In the best tradition of Black Devil Doll from Hell, Alfred Sole was responsible for a great deal of the behind-the-scenes work but added phony names to the credits in order to give off the illusion of professionalism. His co-producer, an absolute shyster of a lawyer named Richard Rosenberg, essentially pulled a Max Bialystock and raised way more money than was needed for the film. Sole was so busy doing practically everything on the film, including wardrobe, special effects, and going through seven cameramen due to the stop-and-start nature of the filming, that he just signed whatever Rosenberg put in front of him, resulting in Rosenberg pocketing several thousand dollars for himself while supposedly “raising funds.” Rosenberg claimed the film cost five hundred thousand dollars, while Sole insists it was only three hundred thousand, at best. In the end, Sole signed away a great deal of the rights to the film and many members of his crew and family were never able to get their money back.

It’s very possible that the reason Sole was unable to see through Rosenberg’s ruse sooner was due to his on-set clashes with Linda Miller. Although they later became friends, he called her “a nightmare” and “the actress from hell.” Married to Pulitzer Prize-winning playwright and Exorcist actor Jason Miller, her main claim to fame was being Jackie Gleason’s daughter.

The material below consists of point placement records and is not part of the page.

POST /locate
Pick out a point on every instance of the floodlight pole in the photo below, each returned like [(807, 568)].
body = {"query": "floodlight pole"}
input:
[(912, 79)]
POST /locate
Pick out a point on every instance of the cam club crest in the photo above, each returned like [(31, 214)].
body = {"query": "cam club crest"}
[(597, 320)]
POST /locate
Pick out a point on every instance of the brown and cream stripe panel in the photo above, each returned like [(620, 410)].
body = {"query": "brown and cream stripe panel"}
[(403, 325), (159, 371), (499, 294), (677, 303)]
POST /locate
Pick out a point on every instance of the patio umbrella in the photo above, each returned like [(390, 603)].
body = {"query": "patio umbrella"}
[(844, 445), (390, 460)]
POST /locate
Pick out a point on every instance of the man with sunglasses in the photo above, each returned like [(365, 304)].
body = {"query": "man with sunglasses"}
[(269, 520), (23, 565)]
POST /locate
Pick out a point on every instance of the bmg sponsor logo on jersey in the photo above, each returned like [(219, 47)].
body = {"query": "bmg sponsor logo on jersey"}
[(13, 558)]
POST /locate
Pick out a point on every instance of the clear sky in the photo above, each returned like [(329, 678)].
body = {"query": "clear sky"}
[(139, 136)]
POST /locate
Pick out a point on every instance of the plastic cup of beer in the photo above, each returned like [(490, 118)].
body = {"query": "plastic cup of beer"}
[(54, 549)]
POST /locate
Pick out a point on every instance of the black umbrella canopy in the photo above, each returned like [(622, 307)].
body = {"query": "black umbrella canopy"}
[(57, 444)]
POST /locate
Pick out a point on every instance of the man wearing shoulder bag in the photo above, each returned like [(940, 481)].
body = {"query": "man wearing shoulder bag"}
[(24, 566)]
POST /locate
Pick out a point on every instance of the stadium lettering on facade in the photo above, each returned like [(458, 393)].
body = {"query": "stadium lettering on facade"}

However, according to Sole, she hated anyone knowing that fact and kept it a secret. While Sole also claims that she’d walk around and tell people about her famous papa, when he casually mentioned to some of the extras who her father was, she came running into the middle of a scene having slashed her wrists. The cuts weren’t deep enough to prove fatal and with the film three-quarters of the way complete, he was able to persuade her to finish and he points out that if viewers look carefully, the sleeves around her wrists are quite tight.

Thanks to the Herculean efforts of editor Edward Salier (The Garbage Pail Kids Movie, Roller Boogie), the movie was finished. Sole designed the poster and the film was to be distributed by Columbia Pictures along with a Bantam book tie-in, one of the first of its kind. Unfortunately, due to Rosenberg’s duplicitous nature, the deal was cancelled and the film was in limbo for a while before being picked up by Allied Artists. It’s a picture of many strengths, with a strong visual style and a quietly chilling score by Stephen Lawrence, who described his process as “imagining a cloud of bad karma hovering.” The film can be enjoyed both as a smart thriller or a campy masterclass in over-the-top acting. Either way, it’s a very accomplished and evocative film.